Clitheroe’s Oliver Murray admitted he had not expected to win gold in the men’s relay at the 2019 European Modern Pentathlon Championships at the University of Bath last week.
Murray – at 20, the youngest member of the British team – helped fellow Bath student Myles Pillage win gold on his senior Pentathlon GB debut.
The pair claimed gold fresh off the back of relay medals at both 2019 Junior European and Junior World Championships.
But Murray thought any chance had gone after their performance in the fencing hall. He said: “It was fantastic, in my first senior competition, I wanted to go there and do well, but didn’t expect to win, and not the way we did.
“We had a terrible start to the day and thought we were out of it, but we’d spoken before, saying to keep giving everything and keep working hard even if things weren’t working out for us, and we swam and ran as hard as we could, and it seemed to go our way.”
Murray took over from Pillage in the laser run, and went hell for leather, unsure of what position he was in.
“My legs were burning, and I was exhausted, but I managed to hold on,” he said. The former Bowland High School pupil has followed a similar path to the Pentathlon GB set up as sister Samantha, training with the Ribble Valley Modern Pentathlon Club, Clitheroe Dolphins, Burnley Bobcats and Blackburn Harriers, before being scouted and selected for a Pentathlon GB Talent Identification Camp.
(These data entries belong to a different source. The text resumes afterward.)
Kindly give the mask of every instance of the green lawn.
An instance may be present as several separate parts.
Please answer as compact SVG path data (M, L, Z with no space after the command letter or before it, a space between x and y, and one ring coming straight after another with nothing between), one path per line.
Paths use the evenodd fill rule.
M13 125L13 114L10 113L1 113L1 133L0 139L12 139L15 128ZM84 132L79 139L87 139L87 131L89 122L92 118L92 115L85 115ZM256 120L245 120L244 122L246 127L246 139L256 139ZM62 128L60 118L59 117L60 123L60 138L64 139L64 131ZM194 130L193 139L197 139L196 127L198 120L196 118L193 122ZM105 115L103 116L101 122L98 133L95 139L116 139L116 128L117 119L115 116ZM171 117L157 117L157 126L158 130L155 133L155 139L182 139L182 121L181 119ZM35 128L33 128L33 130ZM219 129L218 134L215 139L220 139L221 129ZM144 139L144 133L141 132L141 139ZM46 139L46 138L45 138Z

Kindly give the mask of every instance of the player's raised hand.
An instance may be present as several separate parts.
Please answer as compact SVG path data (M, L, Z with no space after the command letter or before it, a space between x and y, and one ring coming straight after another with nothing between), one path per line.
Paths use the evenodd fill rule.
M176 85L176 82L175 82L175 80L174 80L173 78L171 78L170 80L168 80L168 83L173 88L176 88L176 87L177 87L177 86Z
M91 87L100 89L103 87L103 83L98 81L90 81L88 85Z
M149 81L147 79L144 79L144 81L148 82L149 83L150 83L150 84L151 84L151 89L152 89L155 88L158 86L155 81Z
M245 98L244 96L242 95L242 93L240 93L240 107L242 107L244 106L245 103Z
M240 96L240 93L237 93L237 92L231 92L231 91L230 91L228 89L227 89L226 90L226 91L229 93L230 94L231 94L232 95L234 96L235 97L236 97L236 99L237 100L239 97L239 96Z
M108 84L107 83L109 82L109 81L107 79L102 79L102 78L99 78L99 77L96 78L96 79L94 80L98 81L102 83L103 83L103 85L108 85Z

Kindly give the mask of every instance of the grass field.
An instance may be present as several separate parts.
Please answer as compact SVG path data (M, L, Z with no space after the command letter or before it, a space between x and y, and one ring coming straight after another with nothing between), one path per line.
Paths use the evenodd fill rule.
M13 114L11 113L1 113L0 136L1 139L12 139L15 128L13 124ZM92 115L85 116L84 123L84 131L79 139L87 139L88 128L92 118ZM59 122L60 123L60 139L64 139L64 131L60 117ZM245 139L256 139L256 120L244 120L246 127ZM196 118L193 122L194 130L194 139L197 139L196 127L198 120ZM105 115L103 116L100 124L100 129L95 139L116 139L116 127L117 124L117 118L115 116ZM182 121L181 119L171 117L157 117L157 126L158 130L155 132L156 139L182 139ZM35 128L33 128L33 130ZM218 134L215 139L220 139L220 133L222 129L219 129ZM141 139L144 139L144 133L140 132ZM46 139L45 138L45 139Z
Still only a junior, any outside hopes of a place at Tokyo 2020 have already been dashed, with Joe Choong and Jamie Cooke already claiming Britain’s automatic qualifying spots.
But he is relaxed about the future amid some world-class opposition as teammates, as he looks to emulate his sister and compete at the Olympics, where Samantha won silver in 2012 in London. That was a defining moment for Oliver, who will now compete in the relay at the World Championships in Budapest at the start of next month.
He said: “Sam was my inspiration. After London, my heart was set.
“The two qualifying spots have gone for Tokyo, and while it’s great training with world-class athletes like Joe and Jamie, it’s hard when there are only two spots.
“But it’s not something I’m worried about, I just want to get some good experience and I’ll still be fairly young when Paris 2024 comes around.”